Popüler Yayınlar

10 Aralık 2010 Cuma

Unuttuğumuz Güzellik, Tebessüm


Gülümsemek nedir? İnsanın mutluluğunu, yaşama olan sevgisini yansıtan güzel bir eylem biçimidir. İçten olmak ve karşı tarafa samimi duygularımızı küçük bir tebessümle iletebilmektir. Yaşamın üzerimizde yarattığı dertler, geçinme zorlukları, çeşitli sorunlar nedeniyle gülmeyi unutmuş bir toplum olduk. Sokakta yürürken, şöyle bir çevremize baktığımızda genelde asık suratlar ve donuk çehrelerle karşılaşırız. Gerçi böyle bir duruma düşmemizin bir nedeni de kişilerin bitmek bilmeyen istekleri. Bazen bu talepler öyle çoğalmakta ki, kişi bunları karşılamak için aşırı bir hırsla çalışmakta ve dolayısıyla hep gerilmektedir. Öyle ki bu kazanımlar sırasında da hep yıpranmaktadır. Kendisine mutlu olabilmesi için zaman ayırmamaktadır. İçimizdeki sahip olma duygumuzu incelediğimizde, bu hırsı örneğin hayvanlarda görmüyoruz. Onun için onlar daha kolay mutlu olabiliyor. Bir kuş komşusundan daha fazla yuvaya sahip olmaya çalışmaz, tilki tek bir yuva deliği olduğu için üzülmez, köpek ihtiyarlık günleri için kemik stoku yapmaz. Unuttuğumuz mutluluğu kazanmak için elbette çalışacağız, ancak çevremize, arkadaşlarımıza, ailemize, kendimize zaman ayıracağız. Matu’nun aşağıda yer alan bu güzel söylemi bu konuda çok şey ifade ediyor. ''Ne zaman yaşamını anlamsız, yüzeysel ve sıkıcı bulmaya başlarsan, şu dünya üzerinde kaç günün olduğunu düşün. Davranışlarına yeniden biçim ver.''

Burada bize düşen gören, değiştiremeyeceğimiz olaylar için üzülmemek ve yaşadığımız her anın bir armağan olduğunun farkına vararak yaşamaktır.
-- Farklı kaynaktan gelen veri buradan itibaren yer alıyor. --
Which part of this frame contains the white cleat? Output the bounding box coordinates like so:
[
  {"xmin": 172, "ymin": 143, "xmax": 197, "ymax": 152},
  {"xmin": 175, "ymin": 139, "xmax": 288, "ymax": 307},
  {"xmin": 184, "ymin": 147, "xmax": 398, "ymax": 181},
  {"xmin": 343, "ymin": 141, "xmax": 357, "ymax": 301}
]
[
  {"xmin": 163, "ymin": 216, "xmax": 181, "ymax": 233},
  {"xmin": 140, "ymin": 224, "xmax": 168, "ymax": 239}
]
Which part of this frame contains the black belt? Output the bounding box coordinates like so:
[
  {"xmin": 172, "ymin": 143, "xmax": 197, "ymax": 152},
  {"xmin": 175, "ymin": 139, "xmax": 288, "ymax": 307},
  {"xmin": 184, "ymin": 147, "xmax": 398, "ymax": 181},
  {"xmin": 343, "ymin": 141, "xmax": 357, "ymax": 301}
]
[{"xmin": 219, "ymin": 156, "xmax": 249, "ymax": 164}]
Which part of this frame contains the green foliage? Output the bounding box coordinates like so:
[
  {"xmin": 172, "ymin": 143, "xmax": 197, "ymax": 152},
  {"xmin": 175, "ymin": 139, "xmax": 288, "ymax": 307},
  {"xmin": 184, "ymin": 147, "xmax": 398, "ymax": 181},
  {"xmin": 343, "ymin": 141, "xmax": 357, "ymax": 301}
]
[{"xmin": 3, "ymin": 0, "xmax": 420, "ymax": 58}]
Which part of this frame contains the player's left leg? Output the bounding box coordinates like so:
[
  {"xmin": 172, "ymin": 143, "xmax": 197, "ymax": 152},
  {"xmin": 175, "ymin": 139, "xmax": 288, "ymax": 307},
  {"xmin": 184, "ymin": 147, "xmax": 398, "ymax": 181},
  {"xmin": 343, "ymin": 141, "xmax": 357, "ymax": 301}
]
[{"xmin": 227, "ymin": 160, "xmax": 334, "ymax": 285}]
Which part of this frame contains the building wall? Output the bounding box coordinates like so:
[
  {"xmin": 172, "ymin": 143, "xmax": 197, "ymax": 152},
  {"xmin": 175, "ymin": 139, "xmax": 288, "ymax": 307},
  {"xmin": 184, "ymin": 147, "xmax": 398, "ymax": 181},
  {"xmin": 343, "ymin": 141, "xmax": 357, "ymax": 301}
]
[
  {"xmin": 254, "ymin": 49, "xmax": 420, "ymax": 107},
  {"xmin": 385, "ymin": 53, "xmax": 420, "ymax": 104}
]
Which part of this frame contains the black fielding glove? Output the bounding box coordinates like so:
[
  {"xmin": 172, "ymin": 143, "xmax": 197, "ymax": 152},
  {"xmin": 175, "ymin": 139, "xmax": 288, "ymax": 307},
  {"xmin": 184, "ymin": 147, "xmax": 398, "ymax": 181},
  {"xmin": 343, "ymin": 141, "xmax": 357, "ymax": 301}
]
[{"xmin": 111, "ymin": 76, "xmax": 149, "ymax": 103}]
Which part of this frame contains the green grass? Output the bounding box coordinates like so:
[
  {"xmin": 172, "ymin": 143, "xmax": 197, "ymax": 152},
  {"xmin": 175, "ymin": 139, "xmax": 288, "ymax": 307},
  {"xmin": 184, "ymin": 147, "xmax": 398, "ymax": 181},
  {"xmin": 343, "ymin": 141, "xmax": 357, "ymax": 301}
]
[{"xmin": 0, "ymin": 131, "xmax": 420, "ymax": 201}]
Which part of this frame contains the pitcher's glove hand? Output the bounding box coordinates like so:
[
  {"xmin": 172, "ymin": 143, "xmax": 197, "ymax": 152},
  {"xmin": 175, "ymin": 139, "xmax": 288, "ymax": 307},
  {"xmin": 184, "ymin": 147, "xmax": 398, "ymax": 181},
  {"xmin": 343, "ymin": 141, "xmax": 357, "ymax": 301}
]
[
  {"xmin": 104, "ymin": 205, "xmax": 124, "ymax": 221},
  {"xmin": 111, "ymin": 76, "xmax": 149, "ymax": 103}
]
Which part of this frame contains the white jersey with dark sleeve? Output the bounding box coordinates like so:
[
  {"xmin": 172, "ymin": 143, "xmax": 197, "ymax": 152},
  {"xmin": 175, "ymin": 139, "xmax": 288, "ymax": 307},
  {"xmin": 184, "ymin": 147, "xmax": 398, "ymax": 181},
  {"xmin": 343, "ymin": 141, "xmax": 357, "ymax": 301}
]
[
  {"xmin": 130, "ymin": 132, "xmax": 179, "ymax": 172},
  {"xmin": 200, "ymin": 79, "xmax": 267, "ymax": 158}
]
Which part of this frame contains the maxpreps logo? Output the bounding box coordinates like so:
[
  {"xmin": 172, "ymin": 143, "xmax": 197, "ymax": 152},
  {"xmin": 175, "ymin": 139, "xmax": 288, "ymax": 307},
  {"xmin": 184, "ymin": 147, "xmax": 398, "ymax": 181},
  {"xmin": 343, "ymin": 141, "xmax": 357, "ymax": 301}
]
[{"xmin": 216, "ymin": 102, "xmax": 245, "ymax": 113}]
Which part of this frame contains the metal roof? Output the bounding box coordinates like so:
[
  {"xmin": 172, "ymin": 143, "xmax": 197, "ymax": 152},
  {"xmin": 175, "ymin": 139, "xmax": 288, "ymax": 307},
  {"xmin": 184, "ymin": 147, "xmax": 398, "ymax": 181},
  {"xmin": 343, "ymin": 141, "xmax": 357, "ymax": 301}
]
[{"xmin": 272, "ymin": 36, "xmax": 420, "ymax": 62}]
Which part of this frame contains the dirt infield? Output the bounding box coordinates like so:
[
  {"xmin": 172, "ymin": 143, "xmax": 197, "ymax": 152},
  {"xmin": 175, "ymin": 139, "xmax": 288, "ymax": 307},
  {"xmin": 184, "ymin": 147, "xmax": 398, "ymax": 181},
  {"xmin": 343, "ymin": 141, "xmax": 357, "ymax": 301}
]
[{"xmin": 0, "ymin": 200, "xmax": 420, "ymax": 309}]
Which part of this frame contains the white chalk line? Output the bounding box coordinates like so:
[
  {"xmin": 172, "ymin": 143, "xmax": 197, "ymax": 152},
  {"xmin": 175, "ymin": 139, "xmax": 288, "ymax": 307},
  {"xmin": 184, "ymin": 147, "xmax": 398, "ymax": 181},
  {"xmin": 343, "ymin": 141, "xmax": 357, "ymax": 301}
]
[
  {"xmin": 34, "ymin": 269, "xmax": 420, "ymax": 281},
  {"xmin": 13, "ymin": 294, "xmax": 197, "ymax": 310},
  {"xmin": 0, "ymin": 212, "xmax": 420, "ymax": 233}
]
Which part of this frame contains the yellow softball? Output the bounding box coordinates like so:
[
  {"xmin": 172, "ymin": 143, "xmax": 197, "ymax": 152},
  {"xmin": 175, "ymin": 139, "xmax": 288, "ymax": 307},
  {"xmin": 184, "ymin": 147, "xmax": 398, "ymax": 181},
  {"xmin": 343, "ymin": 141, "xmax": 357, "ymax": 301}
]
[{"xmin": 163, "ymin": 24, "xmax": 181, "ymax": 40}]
Yeni biriyle tanışıyorsanız, gülümseyin. Gülümsemenin getirdiği farkı fark edeceksiniz. Sabahları işinize, okulunuza giderken arkadaşlarınıza, tanıdıklarınıza gülümseyerek bir günaydın demek sizi hem mutlu edecek, hem de birçok insanın sevgisini, saygısını kazandıracaktır. Otomobilinizi kullanırken bir yaya veya sürücüye durup yol verdiğinizde, o kişinin tebessüm ederek yanıt vermesi size ayrı bir mutluluk ve sevinç verecektir. Gülümsemek için çok az bir kalori ile bu işi başarabiliyoruz. Kaşları çatmak için ise çok daha fazla kalori gerekiyormuş. Bu yüzden kolay olanı seçmeli gülümsemeli ve yaşama daha sıkı bir şekilde sarılmalıyız. Konfüçyüs, gülme iki insan arasındaki en kısa mesafedir der. Gülen insan hem kendisine hem de çevresine güzellikler katar. Yaşadığı çevresiyle barışıktır. İnsanlar tarafından sevilen, aranan bir kişi olur. Gülümsemenin güzelliği ile çevresinde çok etkilidir. Gülümsemek insan sağlığı açısından da çok gereklidir. Halk arasında bile bir kahkaha bir kilo ete bedeldir sözü oldukça yaygındır. Öyle ki çok eski öykülerde insanların yaşadıkları günleri, sadece güldükleri günler diye sayarlarmış. Hiç gülmeden geçen günlerimiz kaybolmuş günlerimizdir. Gülüşümüzde beynimiz endorfin denilen mutluluk hormonu salgılıyormuş. Bu hormon ise tansiyonu düzenliyor, stresi azaltıyor ve bağışıklık sistemini güçlendiriyormuş. Gülümseme denen sihirli anahtarı yanımızdan hiç ayırmayalım. İnsanlar için en güzel hediye tatlı bir gülümseyiştir.

"Ekmeğimi al benden, suyumu al, Ama alma benden gülüşünü..." Pablo Neruda’nın bu güzel dizeleri gülmenin büyüsünü çok güzel anlatıyor.